Закутав в шкуру горшочек с горячей похлебкой из пеммикана2 и бобов, Дей погрузил его в холщовую сумку, пристроил сверху крохотный сверток с сухарями и вышел из хижины.

Стоило ему ступить за порог, как ветер тут же вцепился в лицо жгучими ледяными пальцами. Дей подтянул воротник тулупа повыше, запустил пятерню под шапку и почесался, надеясь, что не подхватил паразитов. Не к такой жизни он привык в своем родном городе.

Впрочем, выбирать не приходилось. Компания, где он работал клерком, разорилась и закрылась, задаток за квартиру пришлось забрать, и Дей вынужден был отложить свадьбу с Элен, потому что теперь им попросту негде было бы поселиться. Тогда ему и подвернулось место на приисках.

Как он мог отказаться? Компания платила исправно, условия в их артели были не в пример лучше, чем в других. К тому же контракт всего до лета, потому что в следующем году компания намерена заняться разработкой горной породы вместо промывки речного грунта, а Дею совсем не хотелось лезть под землю.

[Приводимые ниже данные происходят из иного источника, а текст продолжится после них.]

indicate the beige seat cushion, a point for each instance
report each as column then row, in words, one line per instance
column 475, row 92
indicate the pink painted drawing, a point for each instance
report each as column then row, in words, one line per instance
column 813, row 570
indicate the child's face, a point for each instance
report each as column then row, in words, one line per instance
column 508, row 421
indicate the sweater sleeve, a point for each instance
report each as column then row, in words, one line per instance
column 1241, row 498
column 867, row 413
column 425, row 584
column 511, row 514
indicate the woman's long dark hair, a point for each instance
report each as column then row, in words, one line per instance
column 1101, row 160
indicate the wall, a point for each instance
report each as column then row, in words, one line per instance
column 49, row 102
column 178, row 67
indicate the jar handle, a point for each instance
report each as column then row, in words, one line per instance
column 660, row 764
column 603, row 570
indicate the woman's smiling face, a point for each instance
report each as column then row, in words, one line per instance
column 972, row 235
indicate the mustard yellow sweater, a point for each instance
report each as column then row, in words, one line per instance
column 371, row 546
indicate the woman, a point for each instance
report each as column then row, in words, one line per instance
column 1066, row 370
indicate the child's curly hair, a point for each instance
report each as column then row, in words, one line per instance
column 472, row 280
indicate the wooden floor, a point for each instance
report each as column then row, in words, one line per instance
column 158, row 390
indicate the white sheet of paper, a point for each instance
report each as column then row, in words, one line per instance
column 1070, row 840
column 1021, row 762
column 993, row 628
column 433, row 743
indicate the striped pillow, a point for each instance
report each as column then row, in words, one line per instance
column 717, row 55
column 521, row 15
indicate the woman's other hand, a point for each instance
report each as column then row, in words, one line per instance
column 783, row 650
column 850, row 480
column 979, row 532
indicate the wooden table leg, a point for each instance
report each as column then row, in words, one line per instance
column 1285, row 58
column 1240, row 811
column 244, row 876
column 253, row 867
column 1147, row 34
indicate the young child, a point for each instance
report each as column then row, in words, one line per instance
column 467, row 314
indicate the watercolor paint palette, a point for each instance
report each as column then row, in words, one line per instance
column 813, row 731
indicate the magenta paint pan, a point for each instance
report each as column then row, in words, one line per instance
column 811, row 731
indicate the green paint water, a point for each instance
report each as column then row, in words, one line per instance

Летом он вернется домой. Элен к тому времени подберет подходящую квартиру, такую, чтобы их общих сбережений хватило, а уже осенью они поженятся.

Дей тихо вздохнул, окидывая взглядом тоскливый зимний пейзаж. Только эти мысли удерживали его от отчаяния и хандры, которые принесла с собой ранняя зима. Другие старатели не носили в своих сердцах даже сотой доли той надежды, что была у него. Большинству из них не к кому было возвращаться.

Истории этих мужчин были просты и похожи одна на другую. С чего бы каждый из них не начал свой жизненный путь, в итоге тот, свернувшись крепкой петлей, привел их сюда, на север. Все отчаянно нуждались в деньгах, да только большую часть их тотчас же спускали в ближайшем городке.

Каждое воскресное утро мужчины, радостно галдя, приводили себя в порядок и уходили, чтобы хоть на один день забыть о бесконечном потоке песка и земли, что проходил через их руки, забыть о клопах, вшах, грязи и холоде.

Дей обычно оставался в лагере, чему остальные были только рады. Они не упускали шанса посидеть в маленьком салуне и зайти в магазин за порцией табака. Дею же все это было неинтересно. Ему не нравился шумный город, живший лишь за счет золотодобытчиков, претили вульгарные девицы в салуне с их песенками и нарочито томными взглядами. В городе был еще крохотный театр и даже библиотека. Однако Дей, посетив одно представление, больше не пожелал туда ходить, а читать на севере ему и вовсе было некогда.

«Ясное дело, ты из образованных» – сказал ему однажды Горт, один из их артели.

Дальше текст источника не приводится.